Walk through Seoul today and AI turns up everywhere.

Bus stops in Gangnam are being upgraded into AI-powered kiosks that answer riders’ questions in multiple languages. Delivery robots wait patiently at crosswalks. Unmanned immigration checkpoints process travelers at airports using facial recognition without any staff present.

In eldercare, AI companion dolls called Hyodol are deployed by local governments and nursing homes across the country. Around 14,500 of these dolls are currently in use in South Korea, whether owned by individuals, rented out by governments, or placed in nursing homes. They converse with elderly people using ChatGPT, remind them not to skip meals or medication, and help maintain daily routines.

Government agencies are early adopters as well, deploying AI textbooks in schools and AI eldercare robots in welfare centers.

The fact that South Koreans love AI shows up strongly in app usage too. AI assistant apps have now taken over app store charts in 2026, and Korean users and developers are a major part of that global surge.

South Koreans Love AI in Business Too: The Enterprise Numbers

South Korea’s AI adoption goes well beyond individual consumers.

According to a 2025 DFINITE enterprise report, 55.7% of Korean companies already use generative AI. Three-quarters increased their AI budgets year-over-year. Nearly 80% plan to spend even more in 2026. Analysts project that 85% of Korean enterprises will run AI operations by end of the year. Korean factories are now running on algorithms.

That South Koreans love AI is not limited to personal use. Korean executives have moved on AI faster than most of their Western counterparts. Jamie Dimon issued a direct warning to CEOs about the risks of falling behind on AI leadership in 2026, and Korean business leaders appear to have absorbed that lesson well ahead of time.

AI adoption is also reshaping hiring across the board. Hiring managers in 2026 now show a clear preference for AI-skilled workers, a shift playing out in Korea as much as anywhere else.

What Comes Next

South Koreans love AI and their government, industries, and citizens are all pointing in the same direction.

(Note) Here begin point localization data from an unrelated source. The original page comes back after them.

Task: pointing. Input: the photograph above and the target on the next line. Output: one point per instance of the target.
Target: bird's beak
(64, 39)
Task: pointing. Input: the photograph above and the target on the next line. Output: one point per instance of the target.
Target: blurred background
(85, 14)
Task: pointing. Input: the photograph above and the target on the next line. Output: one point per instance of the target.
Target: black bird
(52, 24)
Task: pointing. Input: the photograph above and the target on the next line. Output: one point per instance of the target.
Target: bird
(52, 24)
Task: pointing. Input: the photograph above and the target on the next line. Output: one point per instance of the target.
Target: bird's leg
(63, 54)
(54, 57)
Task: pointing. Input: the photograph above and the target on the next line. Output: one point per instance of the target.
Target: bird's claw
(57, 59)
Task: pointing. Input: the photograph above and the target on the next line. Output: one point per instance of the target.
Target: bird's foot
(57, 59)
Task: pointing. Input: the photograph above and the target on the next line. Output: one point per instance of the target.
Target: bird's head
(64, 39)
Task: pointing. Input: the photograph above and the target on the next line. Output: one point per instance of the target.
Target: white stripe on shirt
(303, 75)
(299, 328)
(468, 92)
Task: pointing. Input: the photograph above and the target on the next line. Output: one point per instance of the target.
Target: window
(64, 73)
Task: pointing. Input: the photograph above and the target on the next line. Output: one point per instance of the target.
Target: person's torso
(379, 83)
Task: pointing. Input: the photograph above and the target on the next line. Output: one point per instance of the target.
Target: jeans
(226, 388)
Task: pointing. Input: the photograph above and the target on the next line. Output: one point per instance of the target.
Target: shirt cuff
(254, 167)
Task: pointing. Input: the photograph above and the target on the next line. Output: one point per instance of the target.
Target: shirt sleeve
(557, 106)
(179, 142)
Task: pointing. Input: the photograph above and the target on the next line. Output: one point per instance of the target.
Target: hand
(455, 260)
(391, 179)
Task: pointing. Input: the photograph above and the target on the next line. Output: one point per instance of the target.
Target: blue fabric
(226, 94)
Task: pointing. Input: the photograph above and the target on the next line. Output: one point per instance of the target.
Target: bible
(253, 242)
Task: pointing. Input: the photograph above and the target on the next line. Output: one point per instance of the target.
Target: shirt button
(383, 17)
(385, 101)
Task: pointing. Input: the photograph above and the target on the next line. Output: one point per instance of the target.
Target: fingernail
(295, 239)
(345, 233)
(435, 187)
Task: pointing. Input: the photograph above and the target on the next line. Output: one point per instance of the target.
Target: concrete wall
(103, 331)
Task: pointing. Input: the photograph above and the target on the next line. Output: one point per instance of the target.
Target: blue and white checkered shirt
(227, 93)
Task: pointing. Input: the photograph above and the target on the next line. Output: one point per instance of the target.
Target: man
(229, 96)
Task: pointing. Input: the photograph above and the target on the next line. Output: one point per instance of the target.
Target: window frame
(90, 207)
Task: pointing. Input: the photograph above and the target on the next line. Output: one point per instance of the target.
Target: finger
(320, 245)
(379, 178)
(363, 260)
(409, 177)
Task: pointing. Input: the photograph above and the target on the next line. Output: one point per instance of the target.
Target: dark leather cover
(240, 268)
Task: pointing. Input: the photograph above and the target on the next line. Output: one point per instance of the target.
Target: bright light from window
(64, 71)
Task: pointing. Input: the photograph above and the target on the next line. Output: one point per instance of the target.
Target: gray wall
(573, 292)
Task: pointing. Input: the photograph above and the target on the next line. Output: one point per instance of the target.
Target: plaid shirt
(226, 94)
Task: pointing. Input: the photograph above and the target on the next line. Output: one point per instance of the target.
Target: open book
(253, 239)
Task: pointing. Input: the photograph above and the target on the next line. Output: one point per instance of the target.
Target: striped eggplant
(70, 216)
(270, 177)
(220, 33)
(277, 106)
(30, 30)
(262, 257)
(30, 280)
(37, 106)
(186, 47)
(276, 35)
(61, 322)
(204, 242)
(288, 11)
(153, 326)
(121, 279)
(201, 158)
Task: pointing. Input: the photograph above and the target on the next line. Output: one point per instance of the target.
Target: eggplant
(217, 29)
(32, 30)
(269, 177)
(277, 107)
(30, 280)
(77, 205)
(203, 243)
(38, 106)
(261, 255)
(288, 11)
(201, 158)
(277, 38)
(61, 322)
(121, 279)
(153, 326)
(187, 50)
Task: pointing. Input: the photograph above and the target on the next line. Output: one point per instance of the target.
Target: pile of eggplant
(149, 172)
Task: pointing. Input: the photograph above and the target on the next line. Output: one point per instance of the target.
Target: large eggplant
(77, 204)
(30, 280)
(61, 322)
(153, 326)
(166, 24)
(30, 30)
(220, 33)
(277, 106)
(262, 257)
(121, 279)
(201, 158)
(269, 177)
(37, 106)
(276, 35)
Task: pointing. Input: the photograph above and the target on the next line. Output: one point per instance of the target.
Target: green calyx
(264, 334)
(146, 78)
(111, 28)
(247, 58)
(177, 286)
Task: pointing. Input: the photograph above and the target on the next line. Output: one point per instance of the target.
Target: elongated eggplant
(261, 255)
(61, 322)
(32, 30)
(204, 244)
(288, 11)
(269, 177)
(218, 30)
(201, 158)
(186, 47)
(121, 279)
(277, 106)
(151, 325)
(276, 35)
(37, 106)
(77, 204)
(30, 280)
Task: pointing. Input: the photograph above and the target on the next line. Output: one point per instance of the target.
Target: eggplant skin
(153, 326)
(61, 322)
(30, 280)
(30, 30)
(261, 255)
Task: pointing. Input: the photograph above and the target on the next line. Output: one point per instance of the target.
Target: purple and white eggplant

The country has the hardware backbone through Samsung and SK Hynix. It has government funding expanding by hundreds of percent. It has a population with historically low resistance to new technology and a cultural instinct to stay ahead.

Vice Prime Minister Kyung-hoon Bae summed up the national ambition clearly: “We will further strengthen policy support so that South Korea establishes itself as a true top-three AI power and so that all citizens can equally enjoy the benefits of AI in daily life.”

The remaining challenge is scaling homegrown AI models and talent to compete at the frontier, not just in chips and infrastructure. South Korea is aware of that gap and actively working to close it.

For now, South Korea’s combination of cultural openness, industrial strength, and government direction offers a useful blueprint for any country trying to figure out how to move fast on AI.